Change wherever you look

The myRA program was an Obama-era effort to chip away at the retirement coverage gap, and to get some of the tens of millions of working Americans who are currently making no provision for retirement to start saving. But, in a press release announcing its winding down, Jovita Carranza, U.S. Treasurer, cited “very little demand for the program,” making the cost of running it disproportionate.

Evidence of upheaval in the retirement system exists wherever you look: a decline in the number of private sector employers offering defined benefit (DB) pensions and the transfer of risk to the insurance sector; defined contribution (DC) plans still adjusting to the role of primary – rather than supplemental – retirement saving vehicles, and distracted by a stream of lawsuits; a public sector system funding shortfall of – depending on whose numbers you believe – between $1 trillion and $5 trillion; a multi-employer system which has started to actually cut benefits, including those already in payment. The Social Security system must find a way to cope with a drop in the ratio of workers to retirees. All of this against a backdrop of fundamental change in the economy and growing income inequality.
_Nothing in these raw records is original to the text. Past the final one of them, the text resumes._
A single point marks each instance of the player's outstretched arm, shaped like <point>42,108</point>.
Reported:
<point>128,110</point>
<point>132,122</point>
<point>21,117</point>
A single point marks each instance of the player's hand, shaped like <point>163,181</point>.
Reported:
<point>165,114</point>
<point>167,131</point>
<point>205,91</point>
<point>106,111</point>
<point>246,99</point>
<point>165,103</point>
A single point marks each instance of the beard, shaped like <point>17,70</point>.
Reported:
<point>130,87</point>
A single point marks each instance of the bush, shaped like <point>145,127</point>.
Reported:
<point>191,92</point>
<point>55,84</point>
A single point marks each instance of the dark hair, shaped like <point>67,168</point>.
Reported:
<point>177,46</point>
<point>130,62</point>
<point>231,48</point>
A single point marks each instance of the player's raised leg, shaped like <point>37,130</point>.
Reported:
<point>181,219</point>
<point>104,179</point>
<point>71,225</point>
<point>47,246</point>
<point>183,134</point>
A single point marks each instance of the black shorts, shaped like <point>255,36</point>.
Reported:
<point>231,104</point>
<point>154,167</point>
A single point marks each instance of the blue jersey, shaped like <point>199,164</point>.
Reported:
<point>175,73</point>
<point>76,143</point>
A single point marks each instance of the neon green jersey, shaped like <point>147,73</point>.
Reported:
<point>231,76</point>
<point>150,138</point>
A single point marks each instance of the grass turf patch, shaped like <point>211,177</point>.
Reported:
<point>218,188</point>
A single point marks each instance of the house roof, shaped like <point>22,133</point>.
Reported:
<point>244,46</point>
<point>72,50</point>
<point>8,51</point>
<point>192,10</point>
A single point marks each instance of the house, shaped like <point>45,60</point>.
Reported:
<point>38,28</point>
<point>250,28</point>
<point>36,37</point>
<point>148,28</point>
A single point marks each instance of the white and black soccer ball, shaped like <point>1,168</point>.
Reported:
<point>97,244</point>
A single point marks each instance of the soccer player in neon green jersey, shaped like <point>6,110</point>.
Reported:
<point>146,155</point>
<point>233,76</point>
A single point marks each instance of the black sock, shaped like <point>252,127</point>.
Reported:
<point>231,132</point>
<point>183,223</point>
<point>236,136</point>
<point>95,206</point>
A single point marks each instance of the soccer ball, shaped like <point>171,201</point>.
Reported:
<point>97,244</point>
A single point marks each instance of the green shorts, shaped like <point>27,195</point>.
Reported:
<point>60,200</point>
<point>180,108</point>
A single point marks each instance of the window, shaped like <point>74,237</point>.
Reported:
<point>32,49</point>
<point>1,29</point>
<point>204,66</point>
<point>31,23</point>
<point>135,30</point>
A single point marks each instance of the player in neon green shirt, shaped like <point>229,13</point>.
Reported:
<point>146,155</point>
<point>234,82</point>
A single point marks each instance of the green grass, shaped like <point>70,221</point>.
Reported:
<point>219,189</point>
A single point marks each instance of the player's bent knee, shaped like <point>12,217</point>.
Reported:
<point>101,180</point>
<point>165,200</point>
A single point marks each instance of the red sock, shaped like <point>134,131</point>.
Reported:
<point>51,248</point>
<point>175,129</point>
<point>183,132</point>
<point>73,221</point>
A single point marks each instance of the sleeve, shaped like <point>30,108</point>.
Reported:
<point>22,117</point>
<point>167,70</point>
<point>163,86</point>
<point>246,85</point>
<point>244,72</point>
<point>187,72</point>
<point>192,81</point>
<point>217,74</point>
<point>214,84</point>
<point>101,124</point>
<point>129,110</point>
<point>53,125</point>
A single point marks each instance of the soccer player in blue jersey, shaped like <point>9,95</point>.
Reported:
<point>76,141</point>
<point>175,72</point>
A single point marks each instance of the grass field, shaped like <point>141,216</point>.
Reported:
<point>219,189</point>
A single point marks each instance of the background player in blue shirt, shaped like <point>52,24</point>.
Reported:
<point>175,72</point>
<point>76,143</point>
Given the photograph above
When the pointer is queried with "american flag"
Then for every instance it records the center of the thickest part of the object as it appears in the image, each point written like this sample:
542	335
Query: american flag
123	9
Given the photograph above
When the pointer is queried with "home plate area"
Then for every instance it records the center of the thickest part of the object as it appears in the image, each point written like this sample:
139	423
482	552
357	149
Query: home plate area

Relatively little mainstream attention has been paid to retirement issues. Partly that’s because it’s a long-term question, and easy to kick the can. Mainly, it’s because mainstream attention is focused on healthcare, which is an order of magnitude more complex and pressing.

It may not be grabbing the headlines, but there are plenty of ideas floating around. How many people understand all of the ins and outs of 401(k)s, 403(b)s, IRAs, Roth IRAs, SIMPLE IRAs, SEPs, SARSEPs, QRPs, DB plans, money purchase plans, profit sharing plans, ESOPs and ELVEs?1

Although myRA may have been removed from that list, other options may be joining it as various state-run initiatives move forward, despite congressional actions that removed safe harbors that some of them had been hoping to lean on.

Lacking a clear direction

Holding back efforts to improve the system, however, is the partisan and fractious political environment. This has left us without a clear overall direction that everyone – politicians on both sides of the aisle, employers, financial services providers, unions, and the many other stakeholders – can work toward. Such an environment makes it hard to keep the bigger picture in sight, looking beyond narrow self-interest to the wider goal of a cost-effective structure fit for 21st century.

It’s left too many working Americans poorly-served. In the case of myRA, the Trump administration is rolling back an Obama administration initiative (which is hardly unusual,) – and the result is that the 30,000 or so people who signed up for myRA expecting to be invested in a fund that guarantees no loss of principal, while returning (as of August 2017) 2.25% and a net administrative expense ratio below 4 basis points, instead find themselves about to be rolled over into an IRA world that has been built around the needs of far larger accounts and won’t be able to offer that combination of features. That’s just one example of the shadow cast by the political backdrop on the savings of individuals.

It’s still worth exploring new ideas. Good initiatives can have a meaningful impact, even when they are pursued piecemeal against a partisan backdrop. But, right now, what the retirement system really needs is a clear sense of direction.

1The acronyms stand for: Individual Retirement Account (IRA), Savings Incentive Match Plans for Employees (SIMPLE), Simplified Employee Pension (SEP), Salary Reduction Simplified Employee Pension (SARSEP), Qualified Retirement Plan (QRP), Employee Stock Ownership Plan (ESOP). There’s no such thing as ELVEs, though.